Satellites play a critical role in many areas of modern life, including communication, navigation, weather forecasting, scientific research, and national security, among others. Potential impacts include the following:
- Communication disruptions: Satellites are a key component of global communication systems, including telephone, internet, and television networks. If they were suddenly destroyed, it would severely disrupt these systems, potentially causing widespread outages and disruption to businesses, emergency services, and individuals.
- Navigation issues: Many navigation systems, such as GPS/GNSS, rely on satellites to provide accurate location information. Without these systems, it would be much more difficult for people to navigate and travel, particularly over long distances.
- Weather forecasting: Satellites play a critical role in monitoring weather patterns and providing data that is used for weather forecasting. Without these satellites, our ability to predict and prepare for severe weather events, such as hurricanes, tornadoes, and typhoons, would be greatly reduced.
- Scientific research: Satellites are used extensively in scientific research, including monitoring the environment, studying climate change, and tracking the movement of ocean currents. Without these tools, researchers would be limited in their ability to gather data and advance scientific knowledge.
- National security: Satellites are used by many countries for military and intelligence purposes, including surveillance and reconnaissance. The loss of these satellites could have significant national security implications and could impact military operations and intelligence gathering.

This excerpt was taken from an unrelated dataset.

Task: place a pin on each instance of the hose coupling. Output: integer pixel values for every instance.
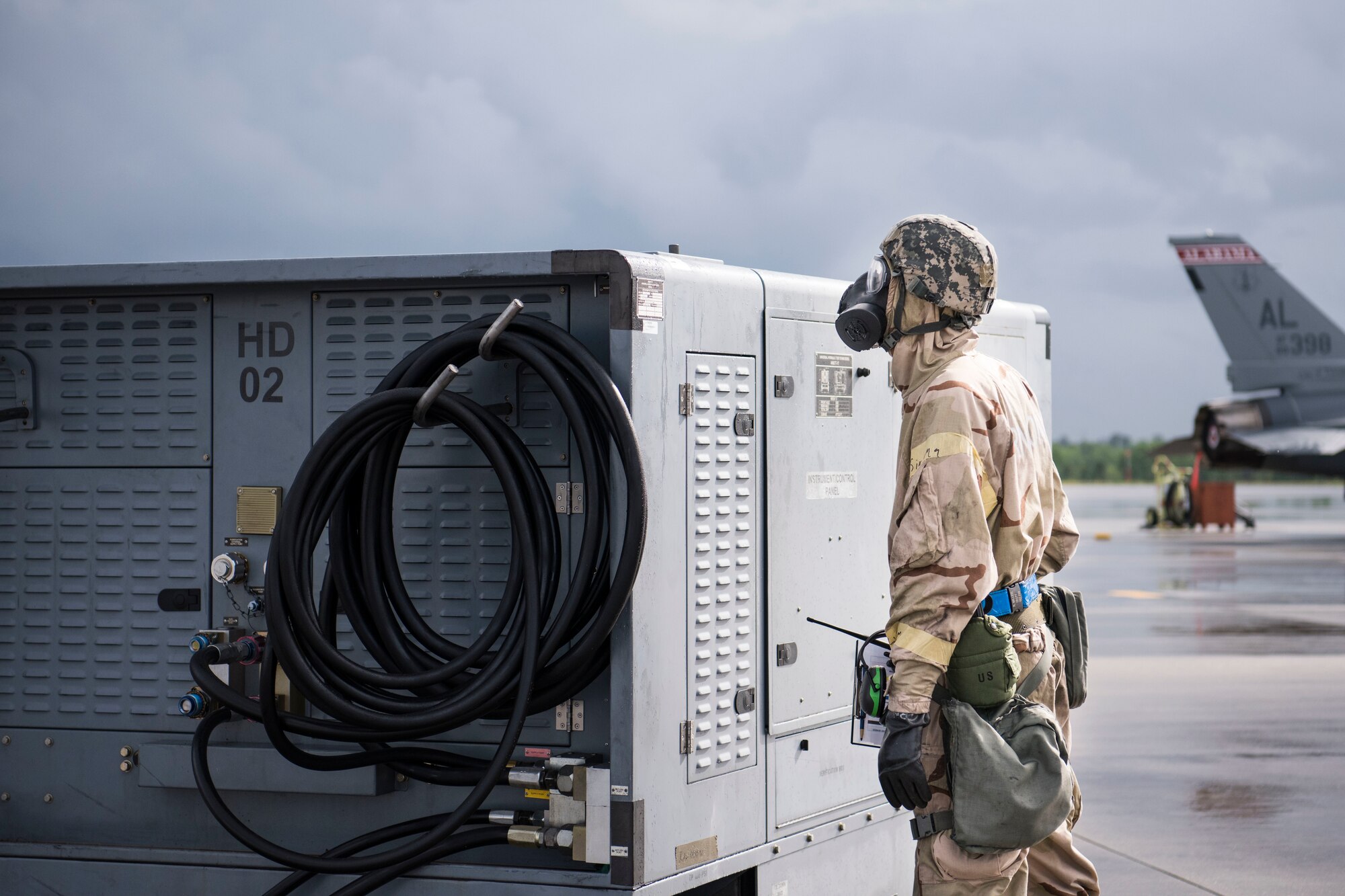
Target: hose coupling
(194, 704)
(525, 836)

Overall, the destruction of all the world’s satellites would have significant and far-reaching consequences, impacting many aspects of modern life. While some systems and services could be adapted to function without satellites, the loss of these critical tools would be a major setback for many areas of human activity.
CASE STUDY: Economic Impact to the UK of a Five-Day Disruption to GNSS
The economic impact to the UK of a five-day disruption to GNSS has been estimated at £5.2b. This is comprised of £1.7b in lost Gross Value Add and £3.5b in lost utility benefits (including damages). Applications in road, maritime, and emergency and justice services account for 88% of all impacts.

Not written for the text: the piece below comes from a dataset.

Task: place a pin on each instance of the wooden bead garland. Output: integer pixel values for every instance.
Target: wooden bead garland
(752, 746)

Source: Economic impact to the UK of a disruption to GNSS, London Economics, 2017
What is the likelihood of this happening?

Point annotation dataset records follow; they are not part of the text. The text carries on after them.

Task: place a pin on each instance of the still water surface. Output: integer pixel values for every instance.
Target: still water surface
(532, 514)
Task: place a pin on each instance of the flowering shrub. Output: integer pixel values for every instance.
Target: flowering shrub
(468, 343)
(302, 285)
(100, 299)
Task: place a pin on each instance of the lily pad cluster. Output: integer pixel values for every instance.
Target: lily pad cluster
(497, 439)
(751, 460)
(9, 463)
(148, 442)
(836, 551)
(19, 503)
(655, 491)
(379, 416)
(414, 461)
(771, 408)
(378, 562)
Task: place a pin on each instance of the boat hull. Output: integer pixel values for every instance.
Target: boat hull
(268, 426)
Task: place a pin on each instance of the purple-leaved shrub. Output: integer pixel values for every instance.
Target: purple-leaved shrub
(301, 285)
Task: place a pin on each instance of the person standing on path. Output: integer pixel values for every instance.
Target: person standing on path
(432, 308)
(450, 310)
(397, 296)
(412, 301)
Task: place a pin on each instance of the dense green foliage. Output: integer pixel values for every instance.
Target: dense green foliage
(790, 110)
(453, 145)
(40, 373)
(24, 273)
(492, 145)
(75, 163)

There are several events that could potentially cause widespread destruction of satellites, including:
- Space Weather
- Solar Flares: A solar flare is a powerful burst of electromagnetic radiation from the sun that can interfere with the operation of satellites in space. Severe solar flares have the potential to destroy or permanently damage satellites.
- Coronal Mass Ejections (CMEs): A coronal mass ejection is a massive burst of charged particles from the sun that can also interfere with satellite operation. CMEs can cause widespread satellite outages, particularly if they are directed towards the Earth.
- Geomagnetic Storms: A geomagnetic storm is a disturbance in the Earth’s magnetic field caused by a solar wind shockwave. Geomagnetic storms can create electrical currents in the Earth’s ionosphere that can interfere with satellite communications and navigation systems.
- Orbital Debris: Orbital debris, also known as space junk, can collide with satellites and cause significant damage or destruction. The increasing amount of space debris in low Earth orbit makes it increasingly likely that satellites will be impacted.
- Orbital Decay: Over time, satellites naturally lose altitude due to friction with the Earth’s atmosphere. Eventually, they will fall to the ground and burn up.
- Electromagnetic Pulse (EMP): An EMP is a high-intensity burst of electromagnetic radiation that could be caused by a nuclear explosion, solar flare, or other means. An EMP could damage or destroy electronics on satellites, rendering them inoperable.
- Space warfare: In the event of a military conflict in space, satellites could be targeted and destroyed as part of a strategic effort to deny an adversary the use of space-based assets.
- Man-made threats: Human activity can also pose a threat to satellites. For example malicious hacking could result in the destruction of satellites.
Geomagnetic Storm Example
Man-Made Threats Example
It’s important to note that while these events could cause significant damage to satellites, the likelihood of complete destruction of all satellites is extremely low. The satellite industry has contingency plans and mitigation strategies in place to minimize the impact of these events.